The staffing rating contains data on the average number of hours that care is provided to every resident, every day, by staff. This rating considers differences in the levels of residents’ care needs in each skilled nursing facility.
The quality measure rating contains information on different clinical and physical measures for skilled nursing residents. This measurement is intended to indicate how well skilled nursing facilities are caring for their residents’ clinical and physical needs. The number of quality measures included in this metric is ever-changing; CMS added six new quality measures in April 2016.
“To master the ratings process and join the approximately 3,700 skilled nursing facilities that currently have a five-star overall rating, use the following three tips,” says Jayne Warwick, Director, Industry Insight at PointClickCare:
Tip #1: Stay on top of things.
“People tend to think of star ratings only at health inspection time, but really, they should be thinking about them all the time,” Jayne says.
She recommends skilled nursing facilities everywhere begin taking cues from organizations that are doing everything right. The highest-rated skilled nursing facilities are doing audits and inspections regularly, she says, so their staff is used to them.
“This makes audits and inspections routine—not just something to worry about when the state comes to visit,” Jayne says.
She also notes that skilled nursing facilities should be paying attention to their staffing levels and communicating well with the families of their residents to avoid complaints.
At the same time, community leadership should make sure they have minimum data set (MDS) coordinators that are always on top of their quality measures, Jayne explains. Although almost all skilled nursing facilities have MDS coordinators, the best ones always guarantee that all MDS assessments are started on the right date, contain the correct information, are completed by the right people, and are submitted on time, she says.
“Their job is to get you back the money from the state,” she explains. “The more accurate you are, the better you are financially.”
Tip #2: Pay attention to changes.
“It’s really important to pay attention to when changes are made to the quality ratings program,” Jayne says. “It’s key to prepare for what’s coming.”
For instance, the way CMS measures the staffing metric has changed completely from the way the agency measured it last year, Jayne says. In the past, skilled nursing facilities were required to complete a form by hand once a year; now, the form must be submitted electronically each quarter. Skilled nursing facilities now also have to track the attendance and payrolls of anyone who actually delivers care to residents—including therapists and contracted third-party staff.

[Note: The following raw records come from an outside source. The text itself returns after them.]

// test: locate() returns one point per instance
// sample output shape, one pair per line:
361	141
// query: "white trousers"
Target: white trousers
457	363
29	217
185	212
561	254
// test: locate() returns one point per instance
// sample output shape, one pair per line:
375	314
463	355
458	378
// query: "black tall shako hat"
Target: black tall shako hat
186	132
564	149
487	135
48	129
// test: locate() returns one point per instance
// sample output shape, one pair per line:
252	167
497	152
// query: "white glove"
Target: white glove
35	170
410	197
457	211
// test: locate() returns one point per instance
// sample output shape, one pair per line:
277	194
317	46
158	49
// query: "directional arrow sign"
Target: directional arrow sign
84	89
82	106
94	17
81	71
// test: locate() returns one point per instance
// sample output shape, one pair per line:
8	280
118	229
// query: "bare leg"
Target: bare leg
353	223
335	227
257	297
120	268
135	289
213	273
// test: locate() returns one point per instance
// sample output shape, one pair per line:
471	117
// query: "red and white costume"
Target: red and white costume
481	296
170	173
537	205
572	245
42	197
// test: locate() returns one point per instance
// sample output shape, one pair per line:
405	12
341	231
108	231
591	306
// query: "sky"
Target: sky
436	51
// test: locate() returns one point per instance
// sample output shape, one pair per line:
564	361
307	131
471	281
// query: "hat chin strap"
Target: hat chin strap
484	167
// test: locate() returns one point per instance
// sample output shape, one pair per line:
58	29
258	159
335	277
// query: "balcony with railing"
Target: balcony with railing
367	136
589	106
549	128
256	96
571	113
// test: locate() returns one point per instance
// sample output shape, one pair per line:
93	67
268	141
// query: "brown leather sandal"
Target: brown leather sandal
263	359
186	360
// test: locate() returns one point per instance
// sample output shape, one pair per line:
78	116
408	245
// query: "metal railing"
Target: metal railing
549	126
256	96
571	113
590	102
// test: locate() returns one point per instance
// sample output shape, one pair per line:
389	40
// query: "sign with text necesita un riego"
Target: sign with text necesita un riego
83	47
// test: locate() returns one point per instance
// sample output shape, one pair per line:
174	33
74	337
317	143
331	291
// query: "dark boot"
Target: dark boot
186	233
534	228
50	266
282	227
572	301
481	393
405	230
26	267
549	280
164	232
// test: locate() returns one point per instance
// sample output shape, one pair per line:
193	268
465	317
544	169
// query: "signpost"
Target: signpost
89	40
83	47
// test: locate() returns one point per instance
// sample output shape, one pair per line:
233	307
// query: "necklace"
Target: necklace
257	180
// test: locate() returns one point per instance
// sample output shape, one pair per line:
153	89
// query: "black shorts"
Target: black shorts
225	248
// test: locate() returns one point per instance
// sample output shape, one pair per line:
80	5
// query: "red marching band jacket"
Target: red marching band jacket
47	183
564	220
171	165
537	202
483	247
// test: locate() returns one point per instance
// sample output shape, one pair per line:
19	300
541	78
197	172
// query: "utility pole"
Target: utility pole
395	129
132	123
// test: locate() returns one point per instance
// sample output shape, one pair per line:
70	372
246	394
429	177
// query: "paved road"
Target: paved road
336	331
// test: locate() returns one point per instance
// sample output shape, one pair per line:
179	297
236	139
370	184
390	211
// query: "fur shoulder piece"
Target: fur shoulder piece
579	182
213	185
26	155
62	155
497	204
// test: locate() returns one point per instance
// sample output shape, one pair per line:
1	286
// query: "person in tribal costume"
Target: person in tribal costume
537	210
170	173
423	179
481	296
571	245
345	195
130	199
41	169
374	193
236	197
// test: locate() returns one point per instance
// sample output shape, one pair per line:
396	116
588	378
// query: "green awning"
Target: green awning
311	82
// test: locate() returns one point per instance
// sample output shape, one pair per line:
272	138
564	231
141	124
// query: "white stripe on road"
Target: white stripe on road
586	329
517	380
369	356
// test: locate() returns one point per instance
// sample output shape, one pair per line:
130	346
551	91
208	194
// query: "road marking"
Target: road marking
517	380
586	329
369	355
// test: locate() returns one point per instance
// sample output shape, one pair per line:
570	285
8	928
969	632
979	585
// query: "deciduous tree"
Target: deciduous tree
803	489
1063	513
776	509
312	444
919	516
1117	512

Many operators have not been doing this. “It’s a huge shift this year,” Jayne says, “That’s going to be the hardest thing for skilled nursing to get over this year because they’ve never done this before.”
To prepare for this change, you must have some way of auditing that the staff members you list actually provided care to your residents, Jayne says. And there are tools out there that can help.

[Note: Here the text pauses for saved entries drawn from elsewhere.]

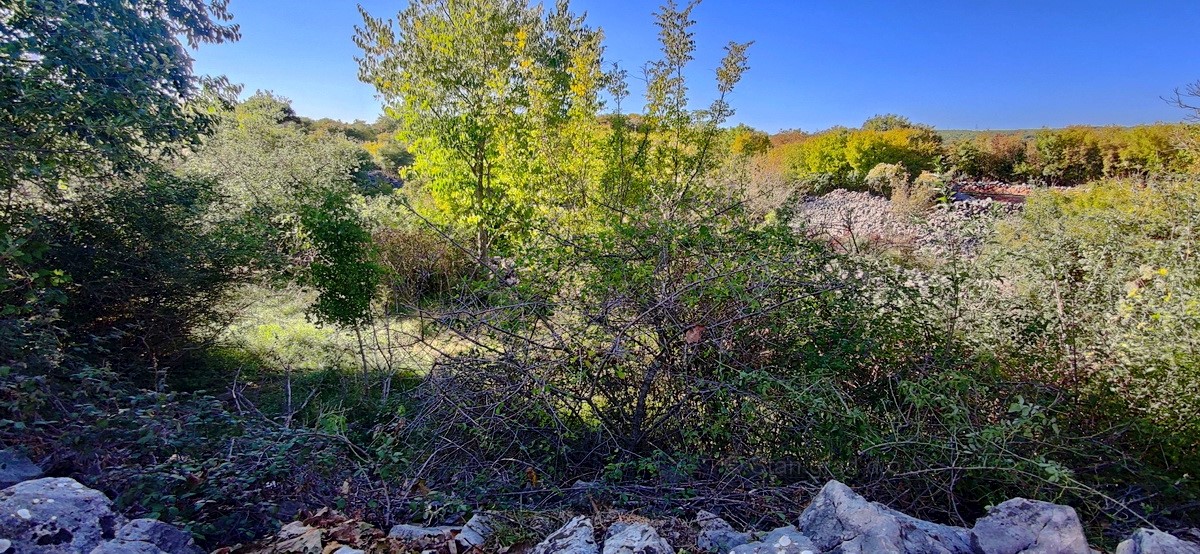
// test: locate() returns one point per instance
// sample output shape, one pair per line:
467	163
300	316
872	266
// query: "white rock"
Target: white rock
1030	527
576	537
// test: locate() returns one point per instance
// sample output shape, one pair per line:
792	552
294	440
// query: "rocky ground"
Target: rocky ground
856	221
53	515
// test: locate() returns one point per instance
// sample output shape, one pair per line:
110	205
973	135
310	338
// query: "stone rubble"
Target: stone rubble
61	516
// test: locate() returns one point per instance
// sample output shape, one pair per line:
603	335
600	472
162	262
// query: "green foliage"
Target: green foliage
887	122
843	158
475	86
885	178
100	85
268	169
148	271
917	197
343	274
1111	266
749	142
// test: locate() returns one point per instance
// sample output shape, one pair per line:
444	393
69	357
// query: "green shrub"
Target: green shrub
886	178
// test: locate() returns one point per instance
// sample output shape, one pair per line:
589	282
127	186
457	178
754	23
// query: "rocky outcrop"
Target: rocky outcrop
635	539
157	534
63	516
57	516
576	537
841	522
1147	541
1029	527
717	534
781	541
16	468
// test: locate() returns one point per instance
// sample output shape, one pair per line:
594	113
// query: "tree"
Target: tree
472	83
91	90
99	86
887	122
749	140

Tip #3: Have the right tools in place.
“A lot of things that could hurt your star rating fall around documentation,” says Jayne. “Documenting it to prove that you did it is key.”
Ideally, your skilled nursing facility will have point-of-care documentation to document care as soon as it is delivered.
“The closer we can bring the documentation to the resident, the more accurate it is,” Jayne says.
You should also use an analytics engine, if one is available to you, to extract accurate and actionable insights on the condition of residents, Jayne adds.
So, what are you waiting for?
Having a five-star overall rating makes a skilled nursing facility stand out to consumers. Follow these tips, and your facility will join the greats.